Meeting the needs of all our learners
At St Edmund’s, we believe that phonics is best supported when taught in a whole class setting with targeted support in ability groups. This enables the teaching to be targeted more accurately so every child receives the correct amount of support and challenge to ensure they blend words to begin reading as quickly as possible.
The ‘Phonic Reader’ books are fully decodable and match exactly the sounds and words each child is currently learning, to enable them to be successful and develop confidence to ‘see’ themselves as readers.
Reading comprehension is taught as a whole class and in mixed ability groups in Reception and Key Stage 1. The text is read to the children which enables them to fully focus on developing their understanding of the following aspects of reading: vocabulary, sequencing, retrieval, inference and prediction. As the children work together, under the guidance of the teacher, they are supported by the skills they all possess to share understanding and ideas. This in turn promotes learning and progress.
Children requiring extra support for phonics and reading are identified swiftly through rigorous assessment. Extra support is available through pre-teaching and overlearning with the aim of enabling them to make rapid progress to ‘keep up’. If progress is not made, extra intervention and specialist support will be investigated.
All children are stretched and challenged in phonics as they learn and recall new sounds and key words. Regarding reading comprehension, stretch and challenge occurs at every level as children are required to explain and reason their understanding of a text. They are also challenged to complete innovation tasks, as mentioned previously.
Early Reading for Older Children
Early reading is not just for younger children. Older children, still to master their reading skills and children newly arrived in the country, are supported through a programme of “catch up” phonics using the Little Wandle scheme. School has chosen to use school led tutoring to support these children.
Parents as Partners
Research has also repeatedly shown that parental involvement in their child’s schooling is a more powerful force than other family background variables, such as social class, family size and level of parental education. We recognise and value the important role parents play in education as they know their child best. Consequently, we encourage parents to engage in an active partnership with the school.
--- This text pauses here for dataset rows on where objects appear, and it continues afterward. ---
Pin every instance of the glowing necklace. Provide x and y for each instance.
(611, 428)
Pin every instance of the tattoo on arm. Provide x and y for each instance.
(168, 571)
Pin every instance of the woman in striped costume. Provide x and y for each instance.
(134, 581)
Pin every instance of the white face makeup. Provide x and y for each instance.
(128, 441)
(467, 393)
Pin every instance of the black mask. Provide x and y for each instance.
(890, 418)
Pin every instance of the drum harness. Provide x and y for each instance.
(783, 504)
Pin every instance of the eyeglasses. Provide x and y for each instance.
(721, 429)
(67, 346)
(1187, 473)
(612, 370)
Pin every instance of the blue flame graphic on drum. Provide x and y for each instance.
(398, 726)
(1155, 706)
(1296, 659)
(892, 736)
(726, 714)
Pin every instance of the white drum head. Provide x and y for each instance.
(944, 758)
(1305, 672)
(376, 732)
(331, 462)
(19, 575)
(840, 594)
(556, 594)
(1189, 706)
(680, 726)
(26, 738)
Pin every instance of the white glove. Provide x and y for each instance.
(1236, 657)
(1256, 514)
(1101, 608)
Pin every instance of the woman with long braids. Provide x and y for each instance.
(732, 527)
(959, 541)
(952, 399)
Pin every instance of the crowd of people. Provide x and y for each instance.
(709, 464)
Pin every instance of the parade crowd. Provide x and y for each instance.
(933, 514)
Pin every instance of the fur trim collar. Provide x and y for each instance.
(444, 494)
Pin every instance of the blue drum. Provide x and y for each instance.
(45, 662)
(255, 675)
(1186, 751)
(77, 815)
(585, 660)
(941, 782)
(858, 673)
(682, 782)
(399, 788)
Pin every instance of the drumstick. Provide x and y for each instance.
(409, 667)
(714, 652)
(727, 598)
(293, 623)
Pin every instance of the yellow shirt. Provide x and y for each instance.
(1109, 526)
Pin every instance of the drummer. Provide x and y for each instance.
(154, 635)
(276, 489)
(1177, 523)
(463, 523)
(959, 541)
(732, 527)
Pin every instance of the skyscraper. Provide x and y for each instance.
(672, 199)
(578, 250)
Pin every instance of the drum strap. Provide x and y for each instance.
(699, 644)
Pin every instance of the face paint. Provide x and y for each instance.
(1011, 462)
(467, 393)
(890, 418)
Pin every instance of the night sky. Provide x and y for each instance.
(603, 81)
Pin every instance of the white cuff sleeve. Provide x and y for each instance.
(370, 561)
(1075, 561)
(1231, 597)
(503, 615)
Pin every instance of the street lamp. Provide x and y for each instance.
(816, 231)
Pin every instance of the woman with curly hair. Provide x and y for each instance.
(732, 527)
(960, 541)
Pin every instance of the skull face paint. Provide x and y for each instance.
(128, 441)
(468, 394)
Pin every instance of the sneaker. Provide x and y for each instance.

Parents have the opportunity to attend phonics and reading workshops at school to gain further insight into how they are taught and how they can support their child. They receive a reading booklet, with information on supporting their child’s reading development at home in addition to questions to support the development of comprehension skills. Parents are expected to read with their children daily and their comments are welcomed in the home reading diaries.
IMPACT
At St Edmund’s, the impact will be seen through:
- Internal monitoring including learning walks, lesson observations, whole school, moderation, book and planning scrutiny. This will ensure teaching, learning and assessment is of high quality and consistent across the school.
- Pupils commenting on a love of reading throughout Reception and Key Stage 1 during pupil conferencing.
- External moderation of phonics and reading with schools within the Caritas Christi In Urbe partnership and local authority group moderation meetings. This provides an external quality assurance and validation of our teacher assessments.
- Our tracking and assessment system enables formative and summative assessment to be recorded. Leadership and class teachers analyse the data to review the attainment and progress of individual and key groups of children. Any children who are not on track to make expected progress are tracked during pupil progress meetings that are held each term following the assessment cycle.
- Rapid, effective support for children in danger of falling behind or those experiencing significant difficulty, to enable them to keep up.
The Phonics Screening Check in December 2020 for the Year 2 children (who were unable to be assessed in June 2020 because of Covid-19) established that 89.3% of children met the expected standard. This is 7% points higher than the national average published in June 2019 and represents a significant increase in school attainment from 72% in June 2019. In July 2022, Year 1 took the PSC and achieved 83%.